This seems like an insane metric. For any large enough organization that is difficult to identify who actually works for $company and who is there on "business" - and given that its rare for every developer to have a locked door, you can easily have a situation where a "guest" (maybe a software vendor, or partner, or friend of coworker) is on their way to the bathroom and decides to poke around on your machine.
Barring myself from working at an company with more than ~150 people (Dunbar's number) because I'm too pompous to lock my laptop doesn't seem like a metric one would be wise to follow.
> This seems like an insane metric. For any large enough organization that is difficult to identify who actually works for $company and who is there on "business" - and given that its rare for every developer to have a locked door, you can easily have a situation where a "guest" (maybe a software vendor, or partner, or friend of coworker) is on their way to the bathroom and decides to poke around on your machine.
This is like bricking up all your windows against thieves when you live in sleepy, low-crime suburbia.
Site security needs to have a balance between paranoia and practicality.
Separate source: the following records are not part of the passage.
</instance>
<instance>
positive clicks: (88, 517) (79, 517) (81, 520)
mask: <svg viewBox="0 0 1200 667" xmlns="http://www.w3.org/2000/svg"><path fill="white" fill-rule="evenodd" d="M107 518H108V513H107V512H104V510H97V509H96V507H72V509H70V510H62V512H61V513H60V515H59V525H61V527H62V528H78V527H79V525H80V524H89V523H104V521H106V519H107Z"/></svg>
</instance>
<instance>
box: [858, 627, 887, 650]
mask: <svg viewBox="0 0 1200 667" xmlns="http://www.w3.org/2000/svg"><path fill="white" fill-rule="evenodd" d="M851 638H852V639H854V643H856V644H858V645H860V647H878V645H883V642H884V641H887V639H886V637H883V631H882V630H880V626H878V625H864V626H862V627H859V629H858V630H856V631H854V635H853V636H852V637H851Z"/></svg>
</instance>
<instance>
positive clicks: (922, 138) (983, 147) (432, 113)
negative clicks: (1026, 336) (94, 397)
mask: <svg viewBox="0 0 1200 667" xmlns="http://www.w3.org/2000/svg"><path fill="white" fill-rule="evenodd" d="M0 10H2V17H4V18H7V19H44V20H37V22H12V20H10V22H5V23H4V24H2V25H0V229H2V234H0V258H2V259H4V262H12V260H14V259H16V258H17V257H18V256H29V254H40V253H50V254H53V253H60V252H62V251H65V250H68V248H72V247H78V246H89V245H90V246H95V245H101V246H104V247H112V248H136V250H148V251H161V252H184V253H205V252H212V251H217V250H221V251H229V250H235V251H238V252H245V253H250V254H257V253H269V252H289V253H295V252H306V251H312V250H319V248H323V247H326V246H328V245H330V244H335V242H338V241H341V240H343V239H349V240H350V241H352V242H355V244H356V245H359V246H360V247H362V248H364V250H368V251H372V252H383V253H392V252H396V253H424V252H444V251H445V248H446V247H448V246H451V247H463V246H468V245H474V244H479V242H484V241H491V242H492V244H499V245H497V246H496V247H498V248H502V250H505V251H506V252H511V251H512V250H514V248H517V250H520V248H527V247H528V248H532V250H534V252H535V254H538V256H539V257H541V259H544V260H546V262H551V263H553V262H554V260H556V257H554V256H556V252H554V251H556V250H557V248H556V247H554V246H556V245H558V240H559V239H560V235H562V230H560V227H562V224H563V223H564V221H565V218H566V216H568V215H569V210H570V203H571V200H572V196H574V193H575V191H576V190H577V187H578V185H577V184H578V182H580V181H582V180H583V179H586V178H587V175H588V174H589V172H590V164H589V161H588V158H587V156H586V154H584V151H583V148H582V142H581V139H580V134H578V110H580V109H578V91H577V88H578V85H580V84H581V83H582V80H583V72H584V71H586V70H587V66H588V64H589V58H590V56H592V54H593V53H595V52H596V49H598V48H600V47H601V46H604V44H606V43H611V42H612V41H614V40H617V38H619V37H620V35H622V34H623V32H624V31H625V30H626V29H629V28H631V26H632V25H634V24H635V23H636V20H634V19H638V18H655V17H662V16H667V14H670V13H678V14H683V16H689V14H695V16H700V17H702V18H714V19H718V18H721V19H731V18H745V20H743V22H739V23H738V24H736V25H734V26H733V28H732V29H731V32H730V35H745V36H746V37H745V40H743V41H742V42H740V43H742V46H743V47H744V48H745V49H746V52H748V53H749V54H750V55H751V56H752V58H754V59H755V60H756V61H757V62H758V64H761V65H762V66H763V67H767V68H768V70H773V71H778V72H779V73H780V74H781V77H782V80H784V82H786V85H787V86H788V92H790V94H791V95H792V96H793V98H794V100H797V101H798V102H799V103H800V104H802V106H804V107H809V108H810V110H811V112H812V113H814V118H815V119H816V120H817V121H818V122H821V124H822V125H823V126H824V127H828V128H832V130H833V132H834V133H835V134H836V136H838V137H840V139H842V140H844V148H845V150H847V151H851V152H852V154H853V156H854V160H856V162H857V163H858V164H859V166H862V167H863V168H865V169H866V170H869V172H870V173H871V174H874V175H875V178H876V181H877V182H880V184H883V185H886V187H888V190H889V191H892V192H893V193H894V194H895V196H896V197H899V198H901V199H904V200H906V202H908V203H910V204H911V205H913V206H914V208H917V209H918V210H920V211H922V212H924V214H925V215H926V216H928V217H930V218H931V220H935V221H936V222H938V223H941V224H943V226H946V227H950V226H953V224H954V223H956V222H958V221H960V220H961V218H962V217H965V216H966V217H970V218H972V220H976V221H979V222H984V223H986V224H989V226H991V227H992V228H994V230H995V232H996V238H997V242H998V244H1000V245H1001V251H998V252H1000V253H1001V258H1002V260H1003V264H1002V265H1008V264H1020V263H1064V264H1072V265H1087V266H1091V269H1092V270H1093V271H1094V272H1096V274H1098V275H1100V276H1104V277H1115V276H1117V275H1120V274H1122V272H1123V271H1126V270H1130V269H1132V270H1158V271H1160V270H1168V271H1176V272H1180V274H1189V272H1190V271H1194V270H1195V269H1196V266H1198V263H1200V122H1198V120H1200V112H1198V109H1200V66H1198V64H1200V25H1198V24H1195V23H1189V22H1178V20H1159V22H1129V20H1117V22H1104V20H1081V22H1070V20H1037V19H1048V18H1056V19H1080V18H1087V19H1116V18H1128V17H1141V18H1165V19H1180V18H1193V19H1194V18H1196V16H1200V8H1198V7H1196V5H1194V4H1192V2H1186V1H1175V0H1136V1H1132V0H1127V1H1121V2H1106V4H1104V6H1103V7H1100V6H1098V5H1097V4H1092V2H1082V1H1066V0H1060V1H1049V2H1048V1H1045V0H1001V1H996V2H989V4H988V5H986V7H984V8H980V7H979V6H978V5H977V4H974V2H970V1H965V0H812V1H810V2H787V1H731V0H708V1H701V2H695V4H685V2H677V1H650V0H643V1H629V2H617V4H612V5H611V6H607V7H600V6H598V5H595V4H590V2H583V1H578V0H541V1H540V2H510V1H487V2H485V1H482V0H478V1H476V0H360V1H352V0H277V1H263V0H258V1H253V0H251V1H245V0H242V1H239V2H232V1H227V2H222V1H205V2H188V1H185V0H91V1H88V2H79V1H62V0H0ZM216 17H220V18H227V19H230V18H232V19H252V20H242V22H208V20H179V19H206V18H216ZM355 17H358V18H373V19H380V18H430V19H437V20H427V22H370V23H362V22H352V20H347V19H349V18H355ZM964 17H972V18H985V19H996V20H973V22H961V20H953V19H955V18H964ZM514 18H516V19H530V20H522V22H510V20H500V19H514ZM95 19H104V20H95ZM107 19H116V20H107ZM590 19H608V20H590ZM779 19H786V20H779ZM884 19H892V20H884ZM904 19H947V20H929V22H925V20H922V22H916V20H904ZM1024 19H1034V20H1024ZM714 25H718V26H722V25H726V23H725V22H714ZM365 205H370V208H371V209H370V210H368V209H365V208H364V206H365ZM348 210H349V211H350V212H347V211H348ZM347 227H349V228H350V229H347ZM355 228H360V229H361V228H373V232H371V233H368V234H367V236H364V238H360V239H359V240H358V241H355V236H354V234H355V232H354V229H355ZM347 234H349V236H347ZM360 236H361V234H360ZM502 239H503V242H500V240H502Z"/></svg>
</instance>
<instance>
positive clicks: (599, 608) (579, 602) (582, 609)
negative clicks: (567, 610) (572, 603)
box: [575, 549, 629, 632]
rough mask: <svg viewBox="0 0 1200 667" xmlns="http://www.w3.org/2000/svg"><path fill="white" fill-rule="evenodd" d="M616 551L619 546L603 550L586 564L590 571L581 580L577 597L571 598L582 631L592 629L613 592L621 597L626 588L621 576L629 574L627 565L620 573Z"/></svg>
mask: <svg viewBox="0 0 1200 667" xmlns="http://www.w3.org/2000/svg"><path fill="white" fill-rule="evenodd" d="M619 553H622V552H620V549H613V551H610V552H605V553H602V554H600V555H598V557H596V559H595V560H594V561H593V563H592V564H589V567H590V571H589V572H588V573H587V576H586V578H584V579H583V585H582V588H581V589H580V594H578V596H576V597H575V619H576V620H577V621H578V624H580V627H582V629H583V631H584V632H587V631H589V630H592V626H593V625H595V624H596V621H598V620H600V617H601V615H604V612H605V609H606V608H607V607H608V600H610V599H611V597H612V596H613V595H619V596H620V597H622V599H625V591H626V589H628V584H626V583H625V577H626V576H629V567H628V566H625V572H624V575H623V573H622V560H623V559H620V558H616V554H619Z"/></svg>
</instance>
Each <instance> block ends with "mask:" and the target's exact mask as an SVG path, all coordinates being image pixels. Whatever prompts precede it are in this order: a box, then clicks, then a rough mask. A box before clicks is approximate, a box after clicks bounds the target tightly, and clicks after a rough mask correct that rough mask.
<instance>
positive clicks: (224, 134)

For public-facing code, history has shown us that it's impossible to be too paranoid. If you work in national security, or your industry is known to be a target for industrial espionage, then certainly strong precautions are in order.
But if you're just building social media sites or whatever, and you're firing people because they failed to stand ever vigilant against the possibility that Bob the visiting vendor rep might stalk the corridors waiting for you to take a bathroom break so he can rifle through your code for exploits to sell to teh haxxorz, you are being absurd.
Barring myself from working at an company with more than ~150 people (Dunbar's number) because I'm too pompous to lock my laptop doesn't seem like a metric one would be wise to follow.